Roger Ehrenberg has a sensible call for, among other things, "common regulatory frameworks": regulators around the world should all be singing from the same songbook, he says, in order to minimize regulatory arbitrage as well as reduce the "immense friction [involved in] operating regulated businesses across markets due to different rules and standards".
As an adjunct to that, I’d urge greater regulatory cooperation. I don’t mean more meetings where central bankers get together in Basel every couple of months; there are too many of those already. I mean more frequent and less formal connections, where regulators share information with people who need it.
The example I have in mind is SocGen.

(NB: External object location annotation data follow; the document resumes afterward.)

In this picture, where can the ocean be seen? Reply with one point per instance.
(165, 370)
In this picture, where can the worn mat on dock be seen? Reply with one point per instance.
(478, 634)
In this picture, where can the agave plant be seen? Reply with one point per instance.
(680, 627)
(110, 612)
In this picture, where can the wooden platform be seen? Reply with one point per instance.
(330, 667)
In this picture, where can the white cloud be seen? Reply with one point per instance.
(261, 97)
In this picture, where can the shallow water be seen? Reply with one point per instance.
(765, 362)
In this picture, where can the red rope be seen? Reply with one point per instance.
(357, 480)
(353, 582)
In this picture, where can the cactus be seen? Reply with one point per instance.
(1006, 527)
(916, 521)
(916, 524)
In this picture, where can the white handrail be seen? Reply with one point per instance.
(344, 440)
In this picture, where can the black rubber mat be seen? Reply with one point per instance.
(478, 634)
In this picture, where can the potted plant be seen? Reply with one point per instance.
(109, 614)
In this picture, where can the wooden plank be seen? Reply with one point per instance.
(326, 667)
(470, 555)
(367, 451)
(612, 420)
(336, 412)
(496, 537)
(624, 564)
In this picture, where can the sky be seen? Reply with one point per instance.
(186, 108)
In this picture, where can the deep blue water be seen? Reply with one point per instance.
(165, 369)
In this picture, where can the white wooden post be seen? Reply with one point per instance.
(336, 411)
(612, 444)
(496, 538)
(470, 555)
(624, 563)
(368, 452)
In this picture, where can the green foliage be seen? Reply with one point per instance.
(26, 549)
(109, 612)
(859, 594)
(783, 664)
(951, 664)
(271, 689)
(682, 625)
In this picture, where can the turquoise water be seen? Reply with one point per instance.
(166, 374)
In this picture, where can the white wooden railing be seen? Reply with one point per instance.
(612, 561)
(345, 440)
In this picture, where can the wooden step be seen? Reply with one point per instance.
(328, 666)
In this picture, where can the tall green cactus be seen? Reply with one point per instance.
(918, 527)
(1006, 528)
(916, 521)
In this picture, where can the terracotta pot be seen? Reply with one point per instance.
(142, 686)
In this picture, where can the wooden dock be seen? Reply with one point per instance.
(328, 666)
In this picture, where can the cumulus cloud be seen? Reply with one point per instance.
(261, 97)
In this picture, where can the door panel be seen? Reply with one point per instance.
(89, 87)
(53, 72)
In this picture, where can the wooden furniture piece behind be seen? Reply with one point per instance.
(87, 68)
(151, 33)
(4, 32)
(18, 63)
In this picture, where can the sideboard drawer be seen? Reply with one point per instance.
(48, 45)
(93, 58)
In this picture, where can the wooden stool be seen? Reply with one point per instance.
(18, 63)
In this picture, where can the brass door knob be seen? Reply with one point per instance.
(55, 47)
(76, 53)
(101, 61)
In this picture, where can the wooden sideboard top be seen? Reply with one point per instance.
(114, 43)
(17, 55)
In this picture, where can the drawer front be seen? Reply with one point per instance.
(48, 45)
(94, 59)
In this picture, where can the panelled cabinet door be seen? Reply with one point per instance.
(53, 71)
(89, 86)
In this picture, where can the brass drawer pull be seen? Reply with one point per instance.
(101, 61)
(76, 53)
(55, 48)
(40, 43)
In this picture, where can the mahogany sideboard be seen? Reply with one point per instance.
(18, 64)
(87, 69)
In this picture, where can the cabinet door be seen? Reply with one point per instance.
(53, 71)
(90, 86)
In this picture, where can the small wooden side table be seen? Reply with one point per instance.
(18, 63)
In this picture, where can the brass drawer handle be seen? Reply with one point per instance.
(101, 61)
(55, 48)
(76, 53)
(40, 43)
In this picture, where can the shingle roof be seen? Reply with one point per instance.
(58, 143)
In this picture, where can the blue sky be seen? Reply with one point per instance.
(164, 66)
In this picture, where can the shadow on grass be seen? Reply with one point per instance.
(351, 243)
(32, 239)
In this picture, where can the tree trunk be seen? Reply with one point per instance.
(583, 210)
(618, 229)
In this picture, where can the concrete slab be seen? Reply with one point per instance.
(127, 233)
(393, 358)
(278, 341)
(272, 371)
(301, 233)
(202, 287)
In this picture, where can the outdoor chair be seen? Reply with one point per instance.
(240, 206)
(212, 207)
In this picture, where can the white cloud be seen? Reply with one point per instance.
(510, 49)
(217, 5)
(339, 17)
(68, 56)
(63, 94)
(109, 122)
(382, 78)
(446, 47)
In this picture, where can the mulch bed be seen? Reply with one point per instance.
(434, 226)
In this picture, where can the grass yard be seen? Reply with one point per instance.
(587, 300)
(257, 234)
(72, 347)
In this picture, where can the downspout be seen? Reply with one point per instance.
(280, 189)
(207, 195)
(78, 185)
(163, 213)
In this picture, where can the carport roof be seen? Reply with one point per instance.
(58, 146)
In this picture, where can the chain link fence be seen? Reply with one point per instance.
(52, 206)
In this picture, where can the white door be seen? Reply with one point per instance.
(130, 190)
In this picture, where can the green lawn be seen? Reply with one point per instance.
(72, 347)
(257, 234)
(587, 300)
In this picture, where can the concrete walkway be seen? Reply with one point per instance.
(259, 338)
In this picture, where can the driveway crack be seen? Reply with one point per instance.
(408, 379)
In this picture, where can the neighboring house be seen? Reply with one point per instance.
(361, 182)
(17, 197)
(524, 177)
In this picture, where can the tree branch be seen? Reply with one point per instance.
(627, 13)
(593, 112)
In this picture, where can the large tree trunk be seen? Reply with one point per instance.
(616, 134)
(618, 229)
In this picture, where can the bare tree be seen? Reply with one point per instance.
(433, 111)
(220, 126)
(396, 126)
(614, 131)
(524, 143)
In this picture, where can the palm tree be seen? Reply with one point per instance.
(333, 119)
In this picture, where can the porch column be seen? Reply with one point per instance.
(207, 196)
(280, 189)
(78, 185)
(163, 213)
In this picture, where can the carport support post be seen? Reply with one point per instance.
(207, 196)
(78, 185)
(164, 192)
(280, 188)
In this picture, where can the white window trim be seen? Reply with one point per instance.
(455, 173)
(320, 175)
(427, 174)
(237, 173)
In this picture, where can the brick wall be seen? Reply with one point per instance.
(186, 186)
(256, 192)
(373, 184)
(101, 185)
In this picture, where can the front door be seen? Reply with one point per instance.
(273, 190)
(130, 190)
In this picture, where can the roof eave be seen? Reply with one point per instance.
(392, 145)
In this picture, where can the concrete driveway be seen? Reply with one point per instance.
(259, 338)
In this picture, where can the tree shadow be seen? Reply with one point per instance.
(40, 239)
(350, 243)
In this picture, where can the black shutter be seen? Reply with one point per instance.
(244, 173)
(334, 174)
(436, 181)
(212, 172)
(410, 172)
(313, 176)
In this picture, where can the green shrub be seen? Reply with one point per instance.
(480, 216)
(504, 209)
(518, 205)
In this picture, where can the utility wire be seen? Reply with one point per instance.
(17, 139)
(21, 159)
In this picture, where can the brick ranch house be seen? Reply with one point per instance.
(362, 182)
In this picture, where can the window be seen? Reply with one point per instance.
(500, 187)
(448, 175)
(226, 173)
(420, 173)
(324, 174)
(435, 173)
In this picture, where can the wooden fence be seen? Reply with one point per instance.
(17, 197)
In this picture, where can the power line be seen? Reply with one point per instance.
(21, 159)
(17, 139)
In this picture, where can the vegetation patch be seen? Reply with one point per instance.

The French central bank knew exactly what was going on, but it didn’t tell the French government, and it didn’t tell the Federal Reserve, and I don’t think it even told the European central bank.
Now when a regulator is in possession of incredibly valuable market-moving information (like "SocGen has to unwind €50 billion in long equity-forward positions, sharpish"), then it makes a certain amount of sense to tell as few people as possible: a secret simply stops being a secret once it’s known by more than a handful of individuals. On the other hand, there must have been something that the French regulators could and should have said in order to at least let the Fed and others know that it was in the middle of putting out a fire, and that short-term market weirdnesses might result.
But of course it’s the French we’re talking about here. Share regulatory information? They’d probably rather eat steak-and-kidney pie.